Kari Simpson has called for citizen action to stop the bureaucratic invasion if privacy: “I know there’s a perception of apathy, but I don’t think it’s apathy. I think it’s ‘What do we do?’ Is there something we can do to put the brakes on? What needs to be done here?”
Vonn said, “We have some good opportunities; although the architecture has been spelled out, most of the system hasn’t been built yet… it’s going forward under so little transparency… and I’ve actually heard government officials: ‘People don’t care,’ they tell me. ‘Two percent of people care; so we’re going to roll this out.’
“To actually register on the government’s sounding board, we need ordinary people to say that they care. And I’m starting to see it, and it’s so exciting for me; because I feel I’ve been out in the wilderness, as a privacy advocate, for so long!

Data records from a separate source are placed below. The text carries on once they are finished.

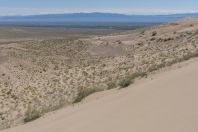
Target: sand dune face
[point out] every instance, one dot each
(167, 103)
(45, 75)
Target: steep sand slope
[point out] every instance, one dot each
(167, 103)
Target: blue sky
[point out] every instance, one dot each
(28, 7)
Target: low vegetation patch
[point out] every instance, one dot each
(31, 115)
(84, 92)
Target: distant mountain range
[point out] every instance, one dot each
(96, 17)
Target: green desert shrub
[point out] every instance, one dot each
(84, 92)
(126, 82)
(111, 85)
(31, 115)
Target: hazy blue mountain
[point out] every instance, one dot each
(96, 17)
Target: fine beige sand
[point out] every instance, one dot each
(165, 102)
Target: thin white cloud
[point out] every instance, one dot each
(130, 11)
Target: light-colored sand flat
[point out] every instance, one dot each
(167, 103)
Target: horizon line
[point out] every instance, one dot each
(62, 13)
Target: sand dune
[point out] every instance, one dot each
(165, 103)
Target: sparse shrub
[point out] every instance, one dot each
(31, 115)
(154, 33)
(84, 92)
(125, 82)
(111, 85)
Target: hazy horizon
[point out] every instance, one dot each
(127, 7)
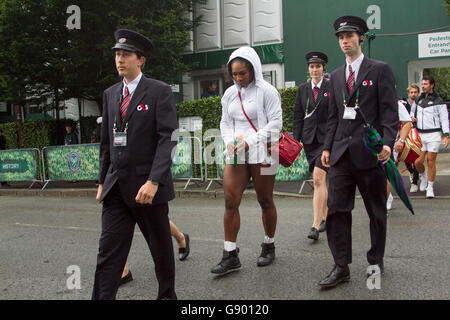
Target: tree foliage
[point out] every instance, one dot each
(41, 58)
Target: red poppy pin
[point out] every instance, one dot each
(142, 107)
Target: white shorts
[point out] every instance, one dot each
(431, 141)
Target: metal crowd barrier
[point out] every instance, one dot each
(18, 165)
(187, 157)
(77, 162)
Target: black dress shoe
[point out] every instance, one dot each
(126, 279)
(336, 276)
(323, 226)
(230, 262)
(267, 254)
(184, 252)
(380, 266)
(313, 234)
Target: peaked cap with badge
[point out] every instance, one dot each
(350, 24)
(315, 56)
(132, 41)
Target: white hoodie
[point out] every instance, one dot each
(268, 103)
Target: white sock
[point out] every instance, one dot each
(229, 246)
(269, 240)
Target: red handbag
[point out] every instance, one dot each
(412, 149)
(287, 147)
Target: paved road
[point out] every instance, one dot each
(41, 237)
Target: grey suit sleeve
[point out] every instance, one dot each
(166, 123)
(105, 160)
(388, 110)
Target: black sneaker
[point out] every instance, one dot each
(313, 234)
(267, 254)
(323, 226)
(230, 262)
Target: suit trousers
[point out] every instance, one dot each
(118, 223)
(343, 179)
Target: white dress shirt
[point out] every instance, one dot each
(131, 85)
(355, 67)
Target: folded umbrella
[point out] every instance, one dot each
(374, 143)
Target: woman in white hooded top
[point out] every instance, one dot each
(252, 130)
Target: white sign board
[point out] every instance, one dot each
(190, 124)
(289, 84)
(433, 45)
(175, 88)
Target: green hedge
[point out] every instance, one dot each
(41, 133)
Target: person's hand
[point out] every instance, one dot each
(445, 142)
(325, 158)
(398, 146)
(241, 146)
(146, 193)
(384, 155)
(99, 193)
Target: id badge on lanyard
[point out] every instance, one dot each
(119, 138)
(350, 112)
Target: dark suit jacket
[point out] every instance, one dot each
(151, 118)
(378, 102)
(305, 130)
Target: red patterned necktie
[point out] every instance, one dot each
(351, 79)
(125, 103)
(315, 93)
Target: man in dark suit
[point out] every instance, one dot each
(370, 85)
(310, 125)
(135, 182)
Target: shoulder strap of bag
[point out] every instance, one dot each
(248, 119)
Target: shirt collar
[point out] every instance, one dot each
(132, 85)
(356, 64)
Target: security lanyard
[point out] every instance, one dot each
(357, 99)
(115, 126)
(307, 114)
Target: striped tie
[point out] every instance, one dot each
(315, 93)
(125, 103)
(351, 79)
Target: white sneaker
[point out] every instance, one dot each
(389, 202)
(430, 192)
(423, 182)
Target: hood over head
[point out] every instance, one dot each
(249, 54)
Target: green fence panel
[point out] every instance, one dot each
(182, 159)
(20, 165)
(72, 162)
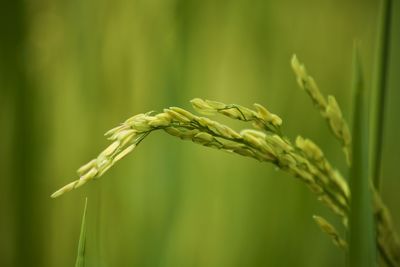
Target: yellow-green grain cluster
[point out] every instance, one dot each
(264, 141)
(328, 108)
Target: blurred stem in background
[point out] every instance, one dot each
(379, 90)
(16, 86)
(362, 245)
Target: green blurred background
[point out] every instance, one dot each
(70, 70)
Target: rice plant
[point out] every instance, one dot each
(265, 141)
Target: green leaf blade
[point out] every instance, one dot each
(81, 256)
(362, 244)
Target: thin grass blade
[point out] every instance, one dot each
(81, 256)
(362, 244)
(379, 90)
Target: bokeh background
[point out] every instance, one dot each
(70, 70)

“I’ve actually given some talks recently, where just ordinary people are telling me stories—stories I haven’t heard before; here’s one:
“Talking about BC Education Information System, I was told, ‘My son’s in grade school, and my husband’s been looking at his report cards, and he says, “You know, he’s been pigeon-holed; they’re not looking at him properly.” Could that be the data system? Have they got a check-mark on his data somewhere, and they’re viewing him through that lens?’ And I said, ‘It’s entirely possible.’
“When people start feeling the prejudice, not only for themselves, but for their children—who may be characterized as ‘at risk’ for something, some kind of attention deficit disorder or something— some neural disorder that requires some kind of intervention—on the basis of no expertise whatever, and now it’s reified in the data base… I think people are starting to become alive to the issue.”
Vonn will be speaking in Toronto next month about cyber-surveillance.